Methods: In our study, we aimed to investigate the early evaluation of clinical, biochemical (mainly serum level of GST) and ultrasonographic features of liver disease in a group of children with CF and comparing them with 2 groups (hepatic group and controls). In a recent study as regard biochemical investigation, it was found that human glutathione- S- transferases (hGST) which are cytosolic detoxification enzyme accounting for about 3% of the cytoplasmic proteins in hepatocytes showed some rise indicating early liver damage. As regard ultrasonography, it was found that abnormal echogenicity was often found in the absence of biochemical and/or clinical disease. It was concluded that periodic ultrasonographic examination could be an early indicator of disease.

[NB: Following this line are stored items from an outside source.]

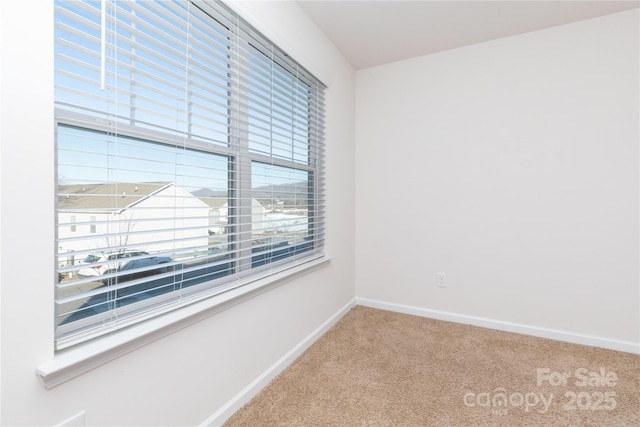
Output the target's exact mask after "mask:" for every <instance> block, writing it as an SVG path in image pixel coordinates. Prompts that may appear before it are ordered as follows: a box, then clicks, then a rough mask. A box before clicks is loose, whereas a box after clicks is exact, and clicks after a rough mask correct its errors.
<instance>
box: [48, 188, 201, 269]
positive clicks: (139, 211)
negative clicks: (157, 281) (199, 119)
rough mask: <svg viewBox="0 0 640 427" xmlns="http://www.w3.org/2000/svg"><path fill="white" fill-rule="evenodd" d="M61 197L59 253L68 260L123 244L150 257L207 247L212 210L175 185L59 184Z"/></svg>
mask: <svg viewBox="0 0 640 427" xmlns="http://www.w3.org/2000/svg"><path fill="white" fill-rule="evenodd" d="M59 194H60V197H59V199H58V224H59V226H58V253H59V254H60V255H63V254H65V253H69V254H70V255H69V256H68V257H67V258H71V257H72V255H71V254H73V253H74V252H76V251H84V253H83V254H86V251H87V250H108V249H109V248H111V247H113V248H116V247H121V246H123V245H126V246H127V247H128V248H132V249H139V250H144V251H146V252H149V253H158V252H165V253H175V252H180V251H183V252H185V251H190V250H194V249H193V248H202V249H206V247H207V244H208V237H209V232H208V230H209V226H210V223H209V209H210V207H209V206H208V205H207V204H206V203H204V202H203V201H202V200H201V199H199V198H197V197H195V196H194V195H192V194H191V193H189V192H187V191H186V190H185V189H184V188H182V187H180V186H179V185H176V184H174V183H172V182H160V183H138V184H132V183H117V184H91V185H61V186H60V187H59ZM115 195H118V196H115ZM108 236H109V237H108ZM83 254H82V255H80V256H79V257H75V259H67V260H63V259H61V260H60V261H61V262H64V263H65V264H67V265H69V264H74V263H77V262H79V261H81V259H82V258H83ZM184 255H185V254H184V253H183V254H182V256H184ZM78 258H80V259H78Z"/></svg>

Results: As regard the serum level of GST enzyme (normal value about 2000-3000 U/L), the results revealed a highly significant difference between controls and (hepatic + CF) groups. As regard the ultrasongarphic changes among three groups, the results revealed a highly significant difference between controls and Hepatic + CF) groups. From these results we can confirm that GST is a sensitive value in early detection of liver affection in general with no specificity to CF patients.
Conclusion: serum GST with US scan of liver seem to be sensitive markers than transaminases for detection of liver affection in general with no specificity to CF patients, so we can use both of them to detect early liver affection in general included CFLD.